Below, please find a collection of pictures and comments documenting the experience last night. Big Willie Style infiltrated the WB Mason Box somehow and Frank worked his way down to field level. We'll put some more posts up later, once I have a chance get BWS's pics off of his Blackberry and I have time to photoshop other people's heads onto our bodies.


Big Willie Style took time to physically embrace the Stadium.

The Old and the New.
(personal favorite)

Right when you walk in Gate 6, there is a giant HDTV showing the game right on the wall. This was convenient, because at the time we were entering the place, the game was just about to start.

I don't care what you have heard about the screen out in centerfield, you will be amazed at how sick it is. I just nabbed that picture with my camera from our seats in Section 412, and look how it came out:

$36 worth of "fucking finally!!!". For some reason they don't unscrew the caps off of the plastic beer bottles. Why? I guess they are just daring people to shake one up and throw it at a Red Sox fan.

The bathrooms are nice, but two complaints. No dividers between the urinals (is this a thruway rest stop?) and no ledge to rest your beers on. Both of those would have been nice.

The concourses in the Grandstand are totally open-air. That will prevent them from smelling like salty garbage like they did in the Old Stadium.

The view from Section 412. It honestly wasn't that bad considering that our seats were probably in the worst 10% in the Stadium, location-wise.

The facade adds such a nice touch. I was actually happy we were up so high because I had the chance of getting it in a picture, if need be.

At one point, a cop climbed up on the roof for some reason. I asked him if he would take my camera with him and snap some pics, but amazingly he declined that offer.

Big Willie Style airplaning it through the extremely spacious ramps.

A view from the bleachers, with the rain coming down.

Unlike the Old joint, the bleachers have a better view of the game than most of the Upper Deck.

My food choice was the chicken tender platter (box). For $10.50, I got 2 1/2 chicken fingers and 19 fries. I have to say though, they were delicious. As good as chicken fingers get.

The condiment options were decidedly lacking, however. Can a man get some BBQ sauce or honey mustard up in this bitch?

I departed in the 7th, but Frank was kind enough to take my camera on his descent into the seats we could never, ever, ever afford.

Well done, Frank. You define wasted journalism.

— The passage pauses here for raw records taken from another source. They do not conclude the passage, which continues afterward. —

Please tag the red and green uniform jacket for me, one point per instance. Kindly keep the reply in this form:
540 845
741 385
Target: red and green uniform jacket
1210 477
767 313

  1. Gotta love the airplaning down the ramps.

    Nice shots, guys.

  2. I'm a Mets fan, and while I don't quite understand the point of building a stadium that has the exact same dimensions and on-field appearance as the old one, it looks great. I saw a picture of the big screen in center field, and it looked like one of those superimposed scoreboards you see in football games. I also appreciate you not comparing the new stadium to Citi Field. It doesn't matter whose stadium is nicer, just that all New York baseball fans of both affiliations have awesome places to watch games.

  3. LIES AND FABRICATIONS! I took those pictures because Frank was to scared to try and get past the 16 year old usher to get next to the dugout.

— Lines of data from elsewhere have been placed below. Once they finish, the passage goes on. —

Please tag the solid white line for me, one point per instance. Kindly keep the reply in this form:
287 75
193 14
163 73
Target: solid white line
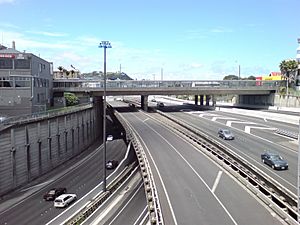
160 178
217 181
79 200
138 219
206 185
41 184
112 206
266 140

    Bryan, I hate the mets, I truly do but from what I have seen Citi field looks amazing. The only problem is they will need a new sign when the name gets changed to "US Treasury Department Field"

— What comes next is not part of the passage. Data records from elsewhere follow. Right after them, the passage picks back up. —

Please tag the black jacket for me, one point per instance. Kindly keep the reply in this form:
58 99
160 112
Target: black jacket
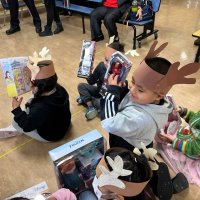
49 115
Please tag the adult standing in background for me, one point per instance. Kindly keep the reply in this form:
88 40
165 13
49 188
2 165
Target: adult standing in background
110 12
14 16
52 15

  4. I can understand there will be some problems with opening a new facility, such as one with the enormity of a stadium. But really? I feel like messing with a man's food and his bathroom etiquette is like making a car without a windshield and headlights. I know I'm getting my panties in a bunch over amenities and condiments, but isn't that the whole purpose of going to the grandiose ballpark? Boom.